I'm starting to explore using System Managed Identity with Azure Functions to access Microsoft Graph resources. I'm apprehensive about the security risks of creating App Registrations, especially since they can grant "Service Account" level permissions to MS Graph. I've successfully created a service principal and granted the necessary permissions, but I'm stuck when it comes to local development. I'm working with .NET 8 and using the DefaultAzureCredential() method to obtain credentials from my Visual Studio account.
The real challenge is how to grant my user permissions similar to those of the Azure Functions service principal without having to create an App Registration, which I'm trying to avoid. I've read that according to Microsoft's documentation, I need to create an App Registration for local development and debugging, which contradicts my intention to use System Managed Identity for enhanced security. Is there a workaround for local development with MSI that avoids the creation of App Registrations?
2 Answers
Have you considered using your Visual Studio credentials and ensuring your user account has the necessary permissions to access MS Graph? When fetching your access token, just make sure to include the correct scope. Default Azure Credential should work for both your local setup and your Azure-hosted function.

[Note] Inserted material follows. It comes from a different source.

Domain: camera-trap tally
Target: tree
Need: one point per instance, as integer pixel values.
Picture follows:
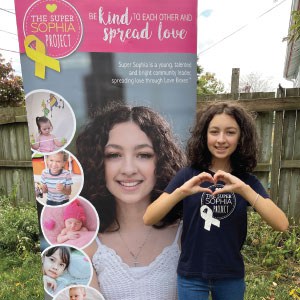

Unfortunately, you will have to create an App Registration and include it in your local.settings.json file. This is evaluated with a higher priority when using DefaultAzureCredential. I know it’s frustrating—I had to ask my sys admin for a Local Development App Registration recently, and it felt counterintuitive to say the least.
That's what I'm trying to figure out. I thought the only way to give my user access to MS Graph was through an App Registration, which I'm trying to avoid because it seems against the principles of Managed Service Identity. Is there really no other way?